What's in that moth spray? Judge weighing in
Northern Calif. residents want to know, but company says it's trade secret

Associated Press | October 19, 2007

SAN FRANCISCO - Residents say they're worried sick about a chemical mist aimed at stopping a moth from devouring crops along California's central coast.

Now the state's pest control efforts also are piquing free-speech lawyers, who say a judge considering the program's future this week could break new ground as he weighs the public's desire to know what's in the spray against the pesticide maker's right to keep its formula secret.

State attorneys asked a federal judge Thursday to let them resume aerial spraying, despite residents' concerns that the chemical mixture made them ill.

Many of the product's ingredients remain a mystery, cloaked in nondisclosure agreements in a federal law governing pesticides that make them exempt from public records requirements.

"With few exceptions, the First Amendment says when there is great public interest in this type of information, the government can't keep it from being disseminated in the public," said David Greene, executive director of the First Amendment Project, a nonprofit that defends free-speech rights. "The question the Supreme Court has never answered is what happens if that information is also a trade secret."

Since March, when a retired botanist in Berkeley found the first light brown apple moth in a trap in his backyard, the crop-eating Australian pest has infested 12 counties from north of San Francisco to Los Angeles.

Spray keeps moths from mating
State agriculture authorities designed an aerial spraying program to combat it using a synthetic pheromone that keeps the moth from mating without killing it and hired night-flying planes to douse communities in Monterey County for several nights last month.

Judge Robert O'Farrell halted the program last week after hundreds of residents from Monterey to Santa Cruz complained of respiratory problems and aching stomachs.

Agricultural officials warn that if left unchecked, the moth could devour up to 250 species of plants and cause $2.6 billion in crop losses.

The pheromone spray they've used to combat it a product called Checkmate that's manufactured in Bend, Ore., by Suterra, LLC has been applied before in other states and abroad with no effect on human health, said Steve Lyle, a spokesman for the California Department of Food and Agriculture.

Company officials say residents' concerns are unwarranted.

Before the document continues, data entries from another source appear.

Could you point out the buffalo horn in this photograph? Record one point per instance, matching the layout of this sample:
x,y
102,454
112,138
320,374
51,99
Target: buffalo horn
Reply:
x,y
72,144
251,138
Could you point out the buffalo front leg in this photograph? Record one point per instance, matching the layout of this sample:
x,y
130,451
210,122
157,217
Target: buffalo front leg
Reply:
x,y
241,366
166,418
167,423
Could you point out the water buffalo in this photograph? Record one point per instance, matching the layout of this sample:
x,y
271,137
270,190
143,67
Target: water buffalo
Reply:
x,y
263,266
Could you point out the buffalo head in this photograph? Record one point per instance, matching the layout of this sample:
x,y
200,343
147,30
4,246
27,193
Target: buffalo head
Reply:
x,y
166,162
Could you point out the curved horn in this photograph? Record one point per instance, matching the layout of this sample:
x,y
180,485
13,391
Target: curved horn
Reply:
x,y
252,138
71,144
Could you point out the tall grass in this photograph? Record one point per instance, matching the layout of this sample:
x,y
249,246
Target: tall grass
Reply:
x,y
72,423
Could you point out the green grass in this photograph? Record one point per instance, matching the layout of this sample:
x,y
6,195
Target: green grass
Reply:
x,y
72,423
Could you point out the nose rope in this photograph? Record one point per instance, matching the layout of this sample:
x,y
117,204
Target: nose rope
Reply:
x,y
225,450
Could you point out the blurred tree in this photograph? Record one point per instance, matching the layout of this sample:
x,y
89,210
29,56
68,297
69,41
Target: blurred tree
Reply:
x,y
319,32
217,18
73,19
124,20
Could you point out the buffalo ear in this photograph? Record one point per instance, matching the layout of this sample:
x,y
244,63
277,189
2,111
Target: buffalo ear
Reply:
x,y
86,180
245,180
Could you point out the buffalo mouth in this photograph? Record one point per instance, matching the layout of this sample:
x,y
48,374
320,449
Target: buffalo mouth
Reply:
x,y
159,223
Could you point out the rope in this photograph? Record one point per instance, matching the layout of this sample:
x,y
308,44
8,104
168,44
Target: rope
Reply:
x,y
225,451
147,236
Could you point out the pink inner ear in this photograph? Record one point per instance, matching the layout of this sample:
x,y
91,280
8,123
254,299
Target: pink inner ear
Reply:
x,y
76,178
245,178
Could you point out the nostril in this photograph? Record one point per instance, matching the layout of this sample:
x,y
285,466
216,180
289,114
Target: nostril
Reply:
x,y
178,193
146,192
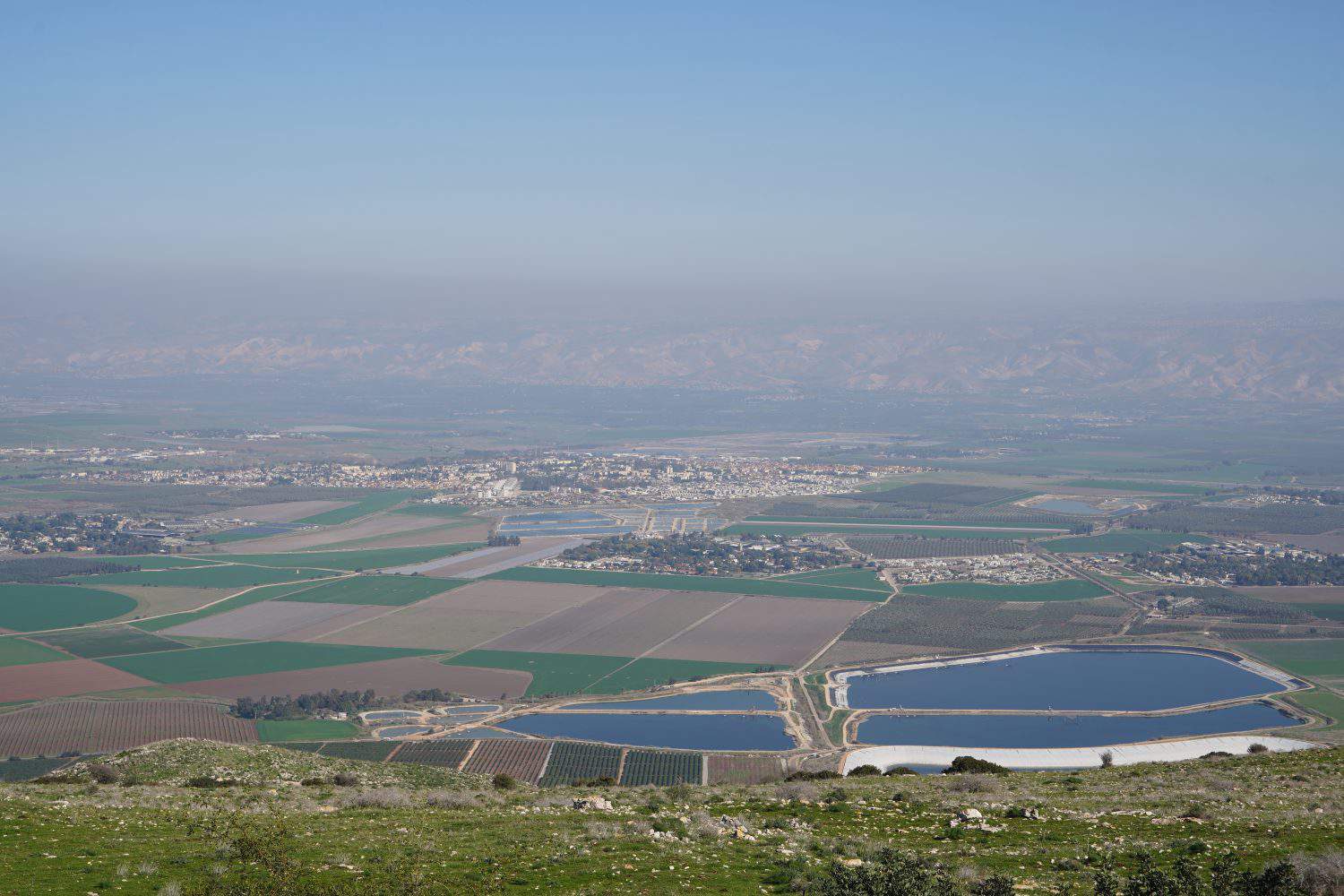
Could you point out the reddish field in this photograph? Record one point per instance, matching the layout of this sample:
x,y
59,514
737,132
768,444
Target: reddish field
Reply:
x,y
62,680
521,759
108,726
629,634
465,616
433,753
617,622
276,621
744,770
387,677
766,630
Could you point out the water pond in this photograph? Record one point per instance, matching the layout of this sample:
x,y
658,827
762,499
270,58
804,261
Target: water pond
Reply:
x,y
741,700
671,731
1064,731
556,516
1123,680
467,710
1069,505
403,731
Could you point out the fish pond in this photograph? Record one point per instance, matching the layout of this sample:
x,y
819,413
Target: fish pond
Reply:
x,y
733,700
671,731
1064,731
402,731
1121,680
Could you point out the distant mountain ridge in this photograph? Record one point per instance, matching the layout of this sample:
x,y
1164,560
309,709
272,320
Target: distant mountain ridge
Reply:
x,y
1269,359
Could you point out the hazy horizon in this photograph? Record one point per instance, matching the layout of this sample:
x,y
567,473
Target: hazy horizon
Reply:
x,y
857,160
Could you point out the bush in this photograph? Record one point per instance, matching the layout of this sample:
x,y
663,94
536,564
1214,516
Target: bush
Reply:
x,y
865,771
104,774
976,783
387,798
969,764
895,874
210,782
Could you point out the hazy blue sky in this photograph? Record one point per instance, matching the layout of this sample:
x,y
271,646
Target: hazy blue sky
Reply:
x,y
835,153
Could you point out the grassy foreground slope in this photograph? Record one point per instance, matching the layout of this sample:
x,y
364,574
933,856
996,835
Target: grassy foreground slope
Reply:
x,y
397,828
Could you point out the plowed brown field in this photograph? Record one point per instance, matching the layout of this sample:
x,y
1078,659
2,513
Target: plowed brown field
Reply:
x,y
108,726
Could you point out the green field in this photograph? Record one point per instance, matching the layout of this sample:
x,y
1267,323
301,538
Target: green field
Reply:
x,y
347,560
650,672
1120,541
952,532
32,607
382,590
1322,657
841,576
109,641
250,659
16,651
440,511
373,504
1325,702
16,770
1132,485
553,673
271,731
214,576
878,521
153,560
722,584
1322,610
254,595
562,673
1059,590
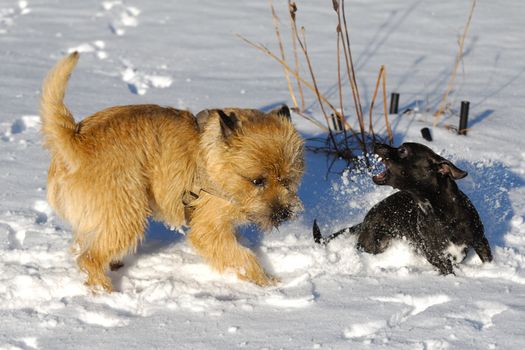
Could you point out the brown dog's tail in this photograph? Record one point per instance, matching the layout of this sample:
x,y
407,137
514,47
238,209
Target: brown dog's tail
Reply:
x,y
58,124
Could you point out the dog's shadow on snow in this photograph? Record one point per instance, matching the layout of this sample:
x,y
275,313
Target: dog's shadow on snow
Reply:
x,y
156,239
488,187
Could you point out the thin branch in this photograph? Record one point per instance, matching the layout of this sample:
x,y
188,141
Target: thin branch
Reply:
x,y
281,49
292,9
459,56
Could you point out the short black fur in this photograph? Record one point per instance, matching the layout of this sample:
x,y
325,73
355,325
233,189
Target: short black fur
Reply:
x,y
429,210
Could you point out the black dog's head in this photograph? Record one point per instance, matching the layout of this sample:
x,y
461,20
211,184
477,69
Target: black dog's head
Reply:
x,y
413,166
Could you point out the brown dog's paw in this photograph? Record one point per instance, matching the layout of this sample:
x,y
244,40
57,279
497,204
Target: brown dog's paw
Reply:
x,y
260,279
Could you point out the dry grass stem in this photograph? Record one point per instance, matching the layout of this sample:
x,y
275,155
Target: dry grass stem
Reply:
x,y
269,53
283,56
292,9
385,111
459,56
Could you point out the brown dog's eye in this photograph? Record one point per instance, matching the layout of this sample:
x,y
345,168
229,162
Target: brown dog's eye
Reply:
x,y
403,152
259,182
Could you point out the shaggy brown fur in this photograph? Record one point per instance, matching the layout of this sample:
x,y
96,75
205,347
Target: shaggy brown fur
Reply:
x,y
116,168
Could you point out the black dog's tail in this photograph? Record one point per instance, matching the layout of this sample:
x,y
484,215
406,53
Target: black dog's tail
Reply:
x,y
319,239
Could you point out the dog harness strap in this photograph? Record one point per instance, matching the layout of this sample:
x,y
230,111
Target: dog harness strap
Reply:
x,y
190,196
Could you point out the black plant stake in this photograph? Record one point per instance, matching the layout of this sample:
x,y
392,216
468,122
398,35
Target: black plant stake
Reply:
x,y
463,118
394,102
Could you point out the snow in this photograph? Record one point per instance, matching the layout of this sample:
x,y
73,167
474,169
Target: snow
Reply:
x,y
185,54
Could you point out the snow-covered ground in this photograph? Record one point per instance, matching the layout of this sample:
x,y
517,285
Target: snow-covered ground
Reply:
x,y
185,54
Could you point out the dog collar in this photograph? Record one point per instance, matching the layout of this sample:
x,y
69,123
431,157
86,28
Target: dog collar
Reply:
x,y
190,196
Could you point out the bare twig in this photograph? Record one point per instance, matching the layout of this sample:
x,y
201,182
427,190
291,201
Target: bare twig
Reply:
x,y
385,111
269,53
292,9
459,56
302,44
351,73
281,49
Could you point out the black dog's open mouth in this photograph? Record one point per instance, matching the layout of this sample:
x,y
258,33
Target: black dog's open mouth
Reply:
x,y
382,177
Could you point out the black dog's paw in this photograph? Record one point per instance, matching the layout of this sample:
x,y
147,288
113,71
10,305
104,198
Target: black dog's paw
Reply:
x,y
318,237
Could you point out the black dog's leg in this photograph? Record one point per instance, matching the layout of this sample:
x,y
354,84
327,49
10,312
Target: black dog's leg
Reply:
x,y
374,241
443,264
319,239
482,248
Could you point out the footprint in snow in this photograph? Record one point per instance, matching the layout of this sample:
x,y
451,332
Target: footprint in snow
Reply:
x,y
139,82
8,15
26,123
482,316
416,305
120,16
96,47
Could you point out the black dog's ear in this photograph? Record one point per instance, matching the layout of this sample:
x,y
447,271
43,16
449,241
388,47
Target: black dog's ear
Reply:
x,y
229,123
284,112
446,167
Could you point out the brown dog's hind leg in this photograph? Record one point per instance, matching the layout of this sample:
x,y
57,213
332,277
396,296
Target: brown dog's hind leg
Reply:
x,y
119,230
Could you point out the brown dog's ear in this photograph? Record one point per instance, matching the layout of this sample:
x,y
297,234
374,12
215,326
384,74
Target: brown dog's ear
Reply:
x,y
202,118
284,112
229,123
446,167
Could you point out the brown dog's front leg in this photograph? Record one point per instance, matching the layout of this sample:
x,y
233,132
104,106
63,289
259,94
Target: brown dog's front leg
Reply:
x,y
213,236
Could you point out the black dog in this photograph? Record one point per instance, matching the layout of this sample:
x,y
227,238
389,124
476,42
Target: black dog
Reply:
x,y
429,210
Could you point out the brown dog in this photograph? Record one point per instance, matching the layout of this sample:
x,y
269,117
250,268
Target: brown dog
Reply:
x,y
116,168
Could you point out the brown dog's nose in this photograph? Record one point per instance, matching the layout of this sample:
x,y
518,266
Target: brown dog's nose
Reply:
x,y
381,149
280,214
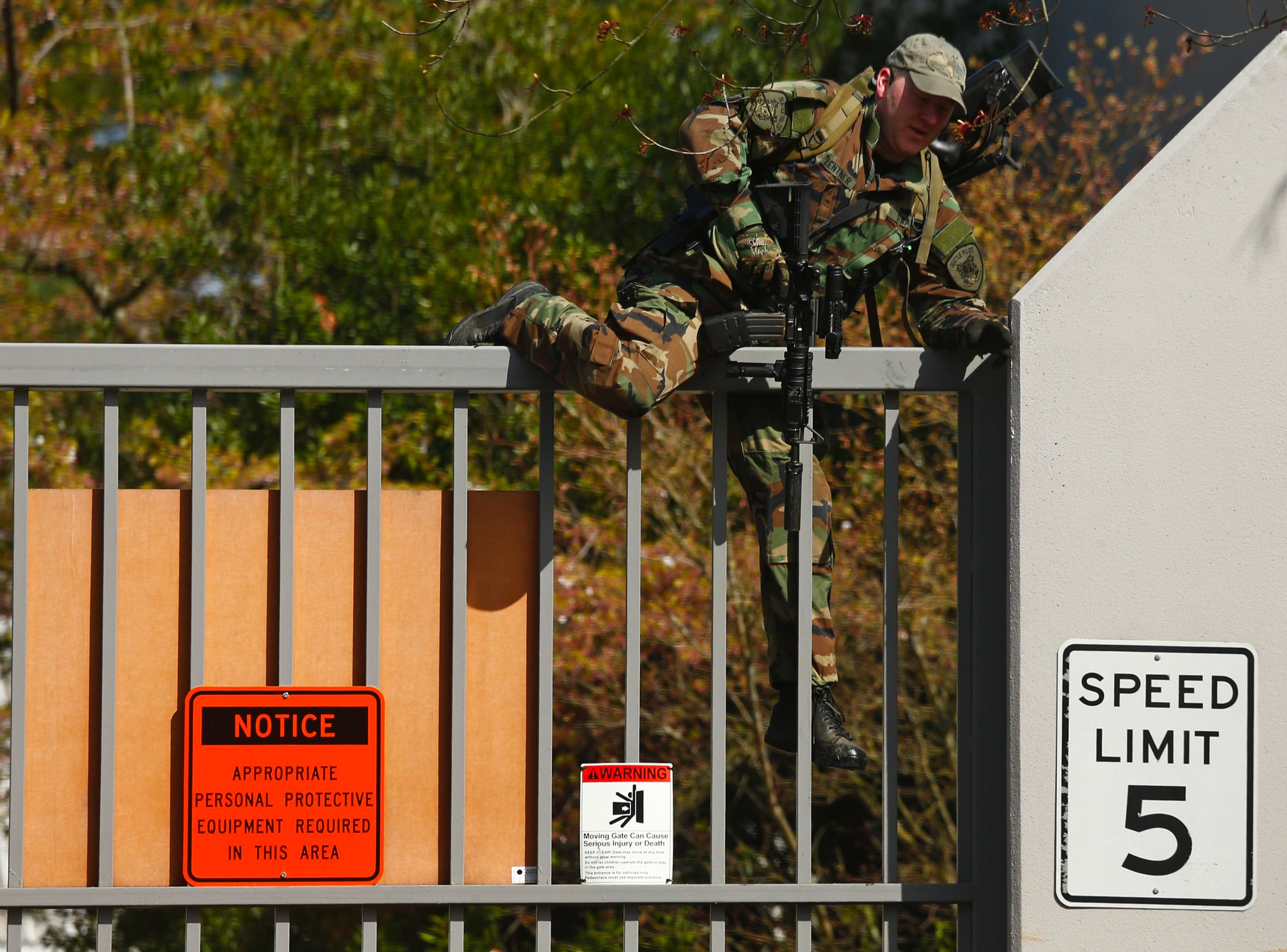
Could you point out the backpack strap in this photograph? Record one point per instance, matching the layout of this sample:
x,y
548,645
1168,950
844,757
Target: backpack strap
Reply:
x,y
936,197
837,119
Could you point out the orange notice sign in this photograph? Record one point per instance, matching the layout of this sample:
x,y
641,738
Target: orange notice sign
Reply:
x,y
282,785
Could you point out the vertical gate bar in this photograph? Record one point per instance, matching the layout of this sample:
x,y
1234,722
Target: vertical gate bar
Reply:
x,y
803,927
546,667
375,486
802,599
634,546
102,931
985,612
718,651
13,931
198,554
286,546
285,599
460,646
107,687
192,929
19,673
964,665
456,927
890,699
281,928
198,596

"People are upset because the government has the authority to spray without their consent," said Suterra spokesman Steve Hartmeier. "If they were spraying people with Santa Cruz City water they would be concerned because it had too much chlorine in it, and chlorine is a carcinogen."

Judge cites lack of environmental report
Still, O'Farrell said the lack of sound science about the product's components were cause to halt the spraying last week, after environmentalists sued, claiming the state never prepared an environmental impact report to ensure it was safe for families and aquatic life.

He cited concerns over the "potentially harmful propensities" of a chemical called polymethylene polyphenyl isocyanate, which an official with the U.S. Environmental Protection Agency told the Santa Cruz Sentinel was an inert ingredient in CheckMate.

But on Monday, the EPA suddenly reversed course, saying CheckMate didn't contain the ingredient part of a chemical class known to trigger asthma and respiratory symptoms in sensitive groups after all.

Agency spokesman Dale Kemery said trade secrets laws prevented him from disclosing any more information about the pesticide and refused to answer additional questions Thursday.

Meantime, confusion over the spray's ingredients as well as mounting questions over the legal bounds of pesticide law has veteran intellectual property lawyers watching for an outcome.

O'Farrell did not immediately issue a decision following Thursday's hearing to extend the temporary injunction.

"If people are saying this is causing health problems, you would think the federal agency has some authority to force the manufacturer to disclose to them what's in the formula," said Rick Darwin, a San Francisco-based intellectual property lawyer. "But then again, I've never seen a context in which trade secret law bumps up against public safety."